The discovery of flutes signified that these early humans shared songs and had artistic prowess, even earlier than previously thought.
Bird-bone and ivory flutes that the archaeologists have come across are at least 35,000 years old. The flutes' design and studies of other artifacts from the site suggest that music was an integral part of human life far earlier than first thought.
Researchers were studying a modern human settlement called 'Geißenklösterle', a part of the Swabian caves system in southern Germany, when they came across the bone flutes. They also found a collection of perforated teeth, ornaments and stone tools at the site.
"These results are consistent with a hypothesis we made several years ago that the Danube River was a key corridor for the movement of humans and technological innovations into central Europe between 40,000 and 45,000 years ago," study researcher Nick Conard, of Tübingen University, said in a statement.
"Geißenklösterle is one of several caves in the region that has produced important examples of personal ornaments, figurative art, mythical imagery and musical instruments.
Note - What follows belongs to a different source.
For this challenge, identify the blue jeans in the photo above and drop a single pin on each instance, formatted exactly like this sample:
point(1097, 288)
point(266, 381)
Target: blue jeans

The new dates prove the great antiquity of the Aurignacian in Swabia."
The Aurignacian culture is an archaeological culture of the Upper Palaeolithic, located in Europe and southwest Asia. The oldest known example of figurative art, the 'Venus of Hohle Fels', comes from this culture. The Aurignacian tool industry is characterized by worked bone or antler points with grooves cut in the bottom.
People belonging to this culture also produced some of the earliest known cave art, such as the animal engravings at Aldène and the paintings at Chauvet cave in southern France. They also made pendants, bracelets and ivory beads, and three-dimensional figurines.
By carbon dating, the objects were found out to be between 42,000 and 43,000 years old, belonging to the Aurignacian culture dating from the upper Paleolithic period. So far, these dates are the earliest for the Aurignacian and predate equivalent sites from Italy, France, England and other regions.
"Modern humans during the Aurignacian period were in central Europe at least 2,000 to 3,000 years before this climatic deterioration, when huge icebergs calved from ice sheets in the northern Atlantic and temperatures plummeted," study researcher Tom Higham, of Oxford University, said in a statement. "The question is what effect this downturn might have had on the people in Europe at the time."
The site was settled by modern humans, but it's possible that Neanderthals were also in the area at the same time, though the researchers haven't been able find evidence of any cultural contact or interbreeding between the two groups in this part of Europe.
The study was published in the Journal of Human Evolution.